Asia's economic growth is expected to remain flat in 2003 with the threat of a war in Iraq, a faltering US economy and deflationary concerns in the region posing major risks, the Asian Development Bank (ADB) said yesterday.
The Manila-based bank forecast that the region's economy would expand 5.6 per cent next year, the same as expected in 2002.
While China, South Korea, Viet Nam and India are expected to lead the region's growth, the export-driven Southeast Asian economies will only see a moderate improvement in their fortunes, ADB's chief economist Ifzal Ali told a media briefing.
"In all these economies, strengthened exports and an improvement in business will be important contributory factors in future growth," he said.
The ADB had forecast in September that the region would grow by 5 per cent in 2002 and by 5.7 per cent next year.
"Given the less optimistic baseline outlook for the world economy compared to September 2002, ADB projections of developing Asia's gross domestic product (GDP) growth for 2003 has been slightly revised downward to 5.6 percent from 5.7 percent," Ali said.
Some 41 developing economies in Asia were covered by the ADB study.
In East Asia, growth in the Chinese mainland and South Korea should fall back to 7.2 percent and 5.5 percent respectively in 2003, from 8 percent and 5.8 percent this year, due to weaker domestic and moderate export demand.
In China's Hong Kong Special Administrative Region, some improvements in the external environment, combined with a moderate revival in domestic expenditures will lead to a slight increase in growth in 2003, but at a projected 2.8 percent it will remain low by historical standards, the ADB said.

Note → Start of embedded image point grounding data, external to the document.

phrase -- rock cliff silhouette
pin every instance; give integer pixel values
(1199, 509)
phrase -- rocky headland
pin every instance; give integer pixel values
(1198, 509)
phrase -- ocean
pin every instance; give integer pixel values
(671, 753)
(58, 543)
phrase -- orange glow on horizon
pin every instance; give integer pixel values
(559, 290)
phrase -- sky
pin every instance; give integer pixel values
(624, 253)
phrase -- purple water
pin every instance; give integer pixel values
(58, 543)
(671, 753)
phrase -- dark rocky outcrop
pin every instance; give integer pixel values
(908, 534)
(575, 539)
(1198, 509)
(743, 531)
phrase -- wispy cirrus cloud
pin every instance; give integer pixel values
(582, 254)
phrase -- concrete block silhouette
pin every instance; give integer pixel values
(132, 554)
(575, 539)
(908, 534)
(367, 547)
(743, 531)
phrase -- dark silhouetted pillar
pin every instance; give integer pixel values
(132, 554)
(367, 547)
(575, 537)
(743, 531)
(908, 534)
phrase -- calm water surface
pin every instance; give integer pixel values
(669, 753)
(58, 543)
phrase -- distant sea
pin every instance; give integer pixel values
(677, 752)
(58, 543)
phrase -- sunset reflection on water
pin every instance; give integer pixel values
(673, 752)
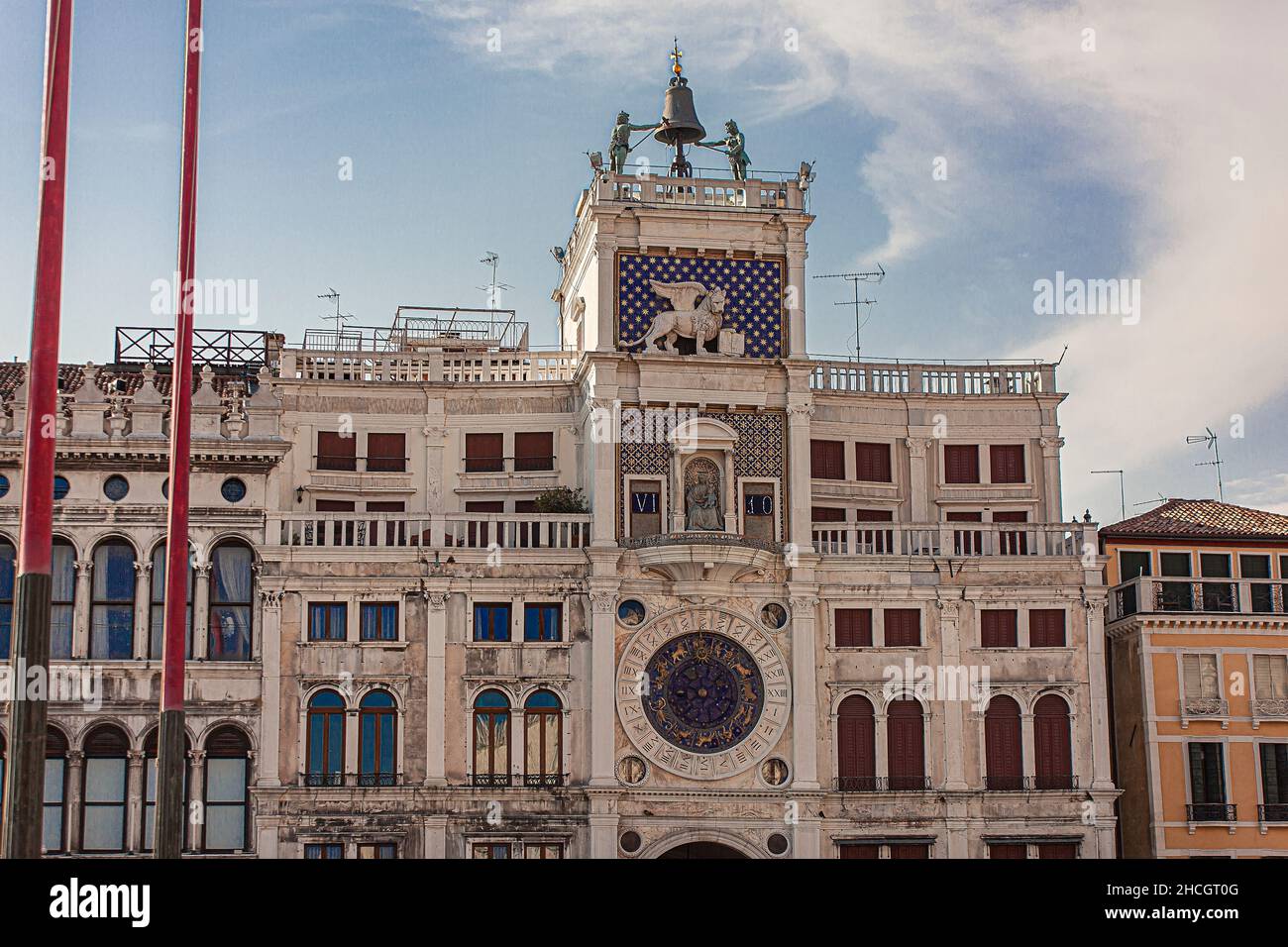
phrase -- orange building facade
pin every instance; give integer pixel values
(1198, 651)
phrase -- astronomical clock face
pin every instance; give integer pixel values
(702, 693)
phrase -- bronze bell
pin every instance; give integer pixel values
(681, 123)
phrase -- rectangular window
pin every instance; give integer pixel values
(378, 621)
(853, 628)
(872, 463)
(484, 453)
(336, 451)
(542, 622)
(535, 450)
(902, 628)
(329, 621)
(492, 622)
(961, 463)
(645, 510)
(1046, 628)
(386, 453)
(827, 460)
(999, 628)
(758, 513)
(1006, 463)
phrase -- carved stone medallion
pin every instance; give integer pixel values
(703, 692)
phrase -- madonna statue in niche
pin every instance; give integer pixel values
(702, 496)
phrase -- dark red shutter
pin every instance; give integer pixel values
(1051, 744)
(336, 453)
(484, 453)
(903, 628)
(999, 628)
(855, 751)
(386, 453)
(961, 463)
(533, 450)
(1006, 463)
(906, 745)
(853, 628)
(827, 460)
(1003, 745)
(1046, 628)
(872, 462)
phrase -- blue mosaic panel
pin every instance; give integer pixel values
(754, 291)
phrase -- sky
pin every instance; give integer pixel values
(973, 150)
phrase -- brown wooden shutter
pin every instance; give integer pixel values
(386, 453)
(827, 460)
(336, 453)
(855, 751)
(906, 745)
(872, 462)
(484, 453)
(999, 628)
(1003, 744)
(853, 628)
(1006, 463)
(961, 463)
(1046, 628)
(1051, 744)
(902, 628)
(535, 450)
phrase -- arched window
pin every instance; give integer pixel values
(377, 740)
(55, 789)
(542, 740)
(906, 745)
(325, 757)
(231, 583)
(227, 789)
(62, 599)
(104, 789)
(150, 789)
(855, 745)
(1003, 745)
(1051, 745)
(156, 616)
(490, 740)
(112, 615)
(8, 573)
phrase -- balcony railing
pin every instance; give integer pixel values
(1150, 595)
(432, 531)
(952, 539)
(881, 784)
(1211, 812)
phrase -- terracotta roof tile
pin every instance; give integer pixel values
(1202, 518)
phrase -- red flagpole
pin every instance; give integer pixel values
(25, 777)
(170, 751)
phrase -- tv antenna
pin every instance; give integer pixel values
(874, 275)
(1122, 491)
(1210, 440)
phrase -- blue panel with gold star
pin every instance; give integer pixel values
(754, 294)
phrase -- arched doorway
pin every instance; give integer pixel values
(702, 849)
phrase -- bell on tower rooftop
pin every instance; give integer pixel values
(681, 125)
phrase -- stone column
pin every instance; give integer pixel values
(804, 692)
(270, 718)
(142, 608)
(201, 611)
(918, 478)
(949, 643)
(603, 697)
(134, 789)
(436, 699)
(82, 609)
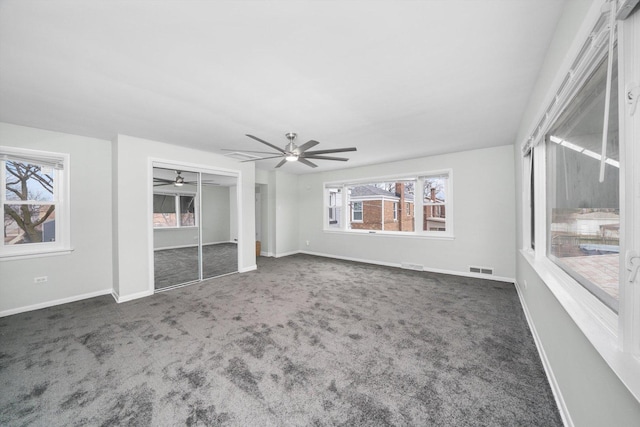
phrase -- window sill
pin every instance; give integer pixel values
(440, 236)
(175, 228)
(597, 322)
(35, 254)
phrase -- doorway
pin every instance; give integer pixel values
(195, 227)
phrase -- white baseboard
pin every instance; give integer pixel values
(120, 299)
(555, 388)
(250, 268)
(280, 255)
(398, 265)
(193, 245)
(54, 302)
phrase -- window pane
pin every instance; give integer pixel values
(434, 203)
(335, 208)
(377, 206)
(28, 223)
(164, 210)
(187, 211)
(26, 181)
(584, 214)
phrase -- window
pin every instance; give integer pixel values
(173, 210)
(434, 203)
(357, 212)
(34, 202)
(334, 207)
(581, 224)
(376, 205)
(583, 213)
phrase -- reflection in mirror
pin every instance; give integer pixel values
(194, 230)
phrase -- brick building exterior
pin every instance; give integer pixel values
(373, 208)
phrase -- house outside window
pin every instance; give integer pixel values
(376, 205)
(34, 202)
(580, 195)
(173, 210)
(334, 207)
(434, 203)
(357, 212)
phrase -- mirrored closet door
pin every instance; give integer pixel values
(194, 226)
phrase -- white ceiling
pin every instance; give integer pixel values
(396, 79)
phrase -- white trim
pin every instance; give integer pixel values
(41, 254)
(399, 265)
(120, 299)
(194, 246)
(247, 269)
(597, 323)
(282, 254)
(52, 303)
(435, 235)
(61, 201)
(553, 382)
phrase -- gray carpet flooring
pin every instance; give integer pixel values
(301, 341)
(176, 266)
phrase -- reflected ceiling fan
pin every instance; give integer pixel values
(179, 181)
(294, 153)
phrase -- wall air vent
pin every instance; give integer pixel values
(480, 270)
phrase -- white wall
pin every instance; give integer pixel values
(87, 270)
(216, 212)
(593, 394)
(483, 218)
(285, 213)
(133, 157)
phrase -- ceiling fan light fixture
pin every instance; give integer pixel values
(179, 180)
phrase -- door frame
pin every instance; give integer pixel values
(200, 169)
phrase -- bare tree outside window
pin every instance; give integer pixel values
(29, 203)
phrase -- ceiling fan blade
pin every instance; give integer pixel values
(307, 162)
(262, 158)
(246, 151)
(304, 147)
(335, 150)
(267, 143)
(340, 159)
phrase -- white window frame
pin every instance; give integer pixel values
(615, 336)
(62, 244)
(418, 179)
(353, 211)
(176, 201)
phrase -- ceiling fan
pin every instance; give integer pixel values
(179, 181)
(295, 153)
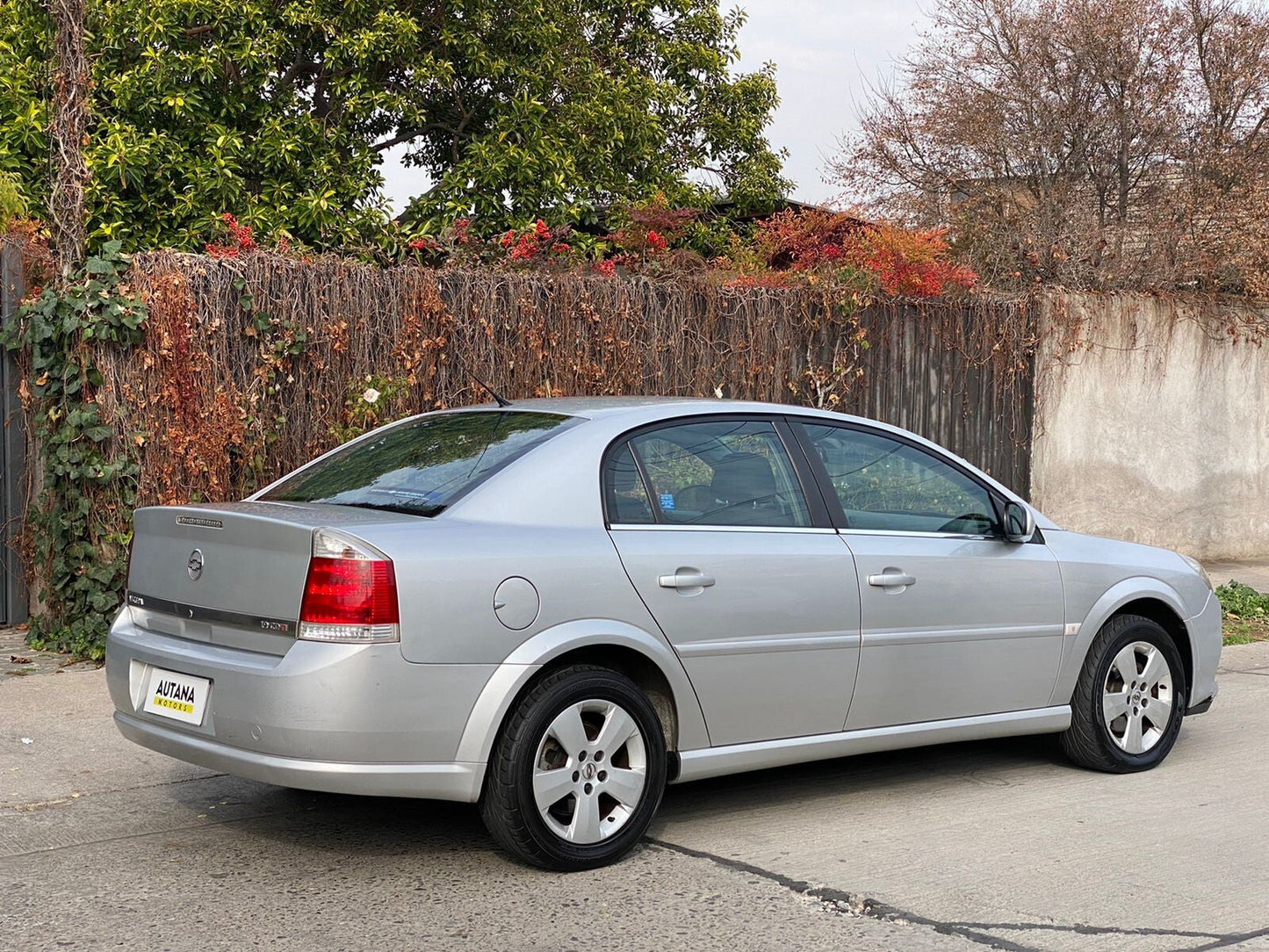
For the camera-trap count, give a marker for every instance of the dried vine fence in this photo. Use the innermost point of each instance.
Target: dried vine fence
(251, 365)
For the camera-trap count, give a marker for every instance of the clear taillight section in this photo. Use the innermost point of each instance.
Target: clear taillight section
(350, 595)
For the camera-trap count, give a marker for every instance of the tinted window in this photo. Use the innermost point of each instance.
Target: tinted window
(422, 466)
(895, 487)
(627, 496)
(722, 472)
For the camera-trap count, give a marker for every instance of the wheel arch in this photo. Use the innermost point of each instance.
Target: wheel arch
(642, 658)
(1150, 598)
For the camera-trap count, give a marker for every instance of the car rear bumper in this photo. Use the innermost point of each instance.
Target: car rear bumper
(439, 781)
(347, 718)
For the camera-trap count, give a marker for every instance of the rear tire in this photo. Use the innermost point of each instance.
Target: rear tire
(1129, 698)
(578, 771)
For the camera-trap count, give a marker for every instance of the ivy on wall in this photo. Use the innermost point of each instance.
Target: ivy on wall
(79, 524)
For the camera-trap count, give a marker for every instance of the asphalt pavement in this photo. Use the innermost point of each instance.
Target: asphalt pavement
(997, 844)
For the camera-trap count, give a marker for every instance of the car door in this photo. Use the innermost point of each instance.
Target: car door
(955, 621)
(741, 569)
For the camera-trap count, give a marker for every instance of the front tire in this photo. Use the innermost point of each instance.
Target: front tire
(578, 771)
(1129, 698)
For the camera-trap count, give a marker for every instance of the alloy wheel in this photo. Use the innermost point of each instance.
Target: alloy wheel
(1137, 697)
(590, 771)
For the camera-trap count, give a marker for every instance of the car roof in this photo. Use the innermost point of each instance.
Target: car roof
(644, 407)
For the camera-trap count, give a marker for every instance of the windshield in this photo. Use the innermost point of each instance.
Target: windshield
(421, 466)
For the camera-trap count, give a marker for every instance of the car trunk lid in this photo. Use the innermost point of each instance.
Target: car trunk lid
(230, 574)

The bank predicted higher growth for Southeast Asia.
GDP is projected to expand by 4.3 percent in 2003 from this year's 3.9 percent in the Southeast Asian economies mainly because many of them are still in a recovery process, it said.
"Sustained domestic demand together with an better than average export performance in 2003 than in 2002 will help Indonesia, Malaysia, Singapore and Thailand grow somewhat faster in 2003," Ali said.
In South Asia, India, the only country in the region for which a projection is available, is expected to see its economic growth improve to 5.5-6 percent next year. In 2002, India's growth is expected to be 5 percent.